LOAN. is a money borrowed from financial institution or individuals and its subject to repayment with interest. And before loan can be given out there must be a qualateral being set out by the collector of the loan in respect of indemnity when he pays back the money he borrowed. The qualateral might be one of his valuable asset though, not worth same as the price of the loan he/she is lending. Loan is always higher in price than the qualateral been set out for it, qualateral is an asset inwhich the individual collecting a loan brings to the financial institution or an individual to hold before the repayment of the loan is been recieved.

BANK OVERDRAFT. This is a credit facility offered by the bank to customers who are current account holders to withdraw cash more than what they are having in their account. Subjected to repayment.

BOOK-ME-DOWN. This is a credit system, it is common with low income earners. workers buy goods from sellers and their names are booked(written down in a record book) they pay as soon as they receive their salaries.

TRADE CREDIT. Its a credit system where whole saler allow retailers to collect goods without mmaking immediate payment. Also manufacturers also collect money from wholesalers inorder to produce for them.

CREDIT CARDS. This system allow the holder of the particular card to make purchases without using cash. Credit cards are sponsored by companies where people pay money before the card are issued to them. On every purchases made when the card is swiped on the credit card machine, the account of the credit card owner will be debited.

MORTGAGE. This a credit system where by credit is given to people by mortgage bank or building societies to build a house,purchase a house or land. In the case of repayment, multiple years is been given to the collector by mortgage bank or building societies depending on the mode of agreement between them.
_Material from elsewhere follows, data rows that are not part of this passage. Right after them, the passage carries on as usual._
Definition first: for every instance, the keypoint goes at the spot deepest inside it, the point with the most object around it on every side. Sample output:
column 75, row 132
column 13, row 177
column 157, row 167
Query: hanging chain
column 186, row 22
HIRE PURCHASE. The seller allows the buyer the possession of the goods after making an initial payments. The balance of the amount is paid instalmentally based on the agreement between the seller and the buyer. Ownership of the goods is not transfered to the buyer until the final instalment is paid. For example, the cash price of a mercedes benz car is $580,000 and the hire purchase price is $774,900 and the buyer deposited $180,000 at first and he is subjected to pay the rest cash in three years time instalmentally, which is, first year $198,000 second year $198,000 and the third year $198,900. From the amount been deposited by the buyer and the three instalmental payments when added together, it arrives at the amount($774,900) of the mercedes benz sold. At this time ownership is been transfered to the buyer and if there is default in payment by the buyer after those 3years agreed between them of payments to be made. The seller has the right to collect his property (mercedes benz) from the buyer. Court order!

HOW CREDIT SALES HELPS A BUSINESS.

SALES AND PROFIT. When credit sales are made in a business it increases sales and due to to more goods been bought on credit at the time of settlement of of debt by the debtors, the business enjoys more profit.

IT REDUCES RISK OF HOLDING STOCK fOR LONG. When goods/services are sold on credit it saves the business from holding for too long, goods that are pose to have been sold out due to no cash sales made. Credit sales aslo helps in (FIFO) first in, first out of goods in business to avoid goods staying too long in the warehouse or store. The aid of credit sales sell out the goods that came into the store first so there can be space for new goods to come in. It reduces the risk of rotten goods or breakdown of bulky goods.

HOW CREDIT SALES AFFECTS A BUSINESS.

1.LEADS TO ADDITIONAL EXPENSES IN RECOVERY OF MONEY. sometimes when goods are been sold out on credit, the seller losses more money on miscelleneous expenses on the road of trying to track his his debtors to recover his money of goods sold on credit.

2.INVOLVEMENT IN COURT ACTIVITIES. Due to payments not made by the debtors and the seller sues the debtor to court, there is still charges that will be collected from the seller before he recovers his money.

3,BAD BEDT. This arises where the debtor leaves that vecinity or perhaps died, the seller cannot recover his money.